Considering the holes as (cylindrical) waveguides, light propagation below the cut-off frequency will suffer from exponential decay with increasing height and decreasing aperture width. Therefore, considering the lowest waveguide mode, the aperture width must be kept at (w − g) > (3.68λ)/(2π), where λ is the wavelength of light. A high absorption coefficient and roughness of the material must also be considered when choosing the aperture width.

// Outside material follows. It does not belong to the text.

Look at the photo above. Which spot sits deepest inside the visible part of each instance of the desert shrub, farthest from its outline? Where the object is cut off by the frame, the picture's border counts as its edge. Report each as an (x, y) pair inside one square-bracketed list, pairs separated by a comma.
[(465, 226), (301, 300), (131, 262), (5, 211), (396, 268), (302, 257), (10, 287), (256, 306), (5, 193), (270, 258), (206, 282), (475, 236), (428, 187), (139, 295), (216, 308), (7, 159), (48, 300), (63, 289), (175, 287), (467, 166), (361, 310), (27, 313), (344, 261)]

Note, that a static Söller collimator causes a fixed focus (on the sensor plane) and a fixed depth of field (set by the collimation angle). Therefore, the collimation angle depends on the desired maximum imaging distance and must be traded off against light gathering. Recent advances in lithography make thin (< 1 mm) but large (up to several square meters), flexible, and full-color thin-film cameras possible. Their short-distance imaging capabilities open up new application possibilities, such as contactless sensing for enabling novel user interfaces, smart skin sensors to support autonomous robots, industrial machines, devices, and vehicles in environment sensing, or optical see-through monitoring for reading widely established analog elements, such as electric/water meters or set-top boxes.

Manufacturing thinner optical Söller collimators to demonstrate flexible thin-film cameras will be part of our future work. Since the relatively low light-gathering ability is the main drawback of optical Söller collimators, we will also investigate how shape-independent imaging and thin-film form factors can be achieved with refractive [21] or diffractive [22, 23] optics.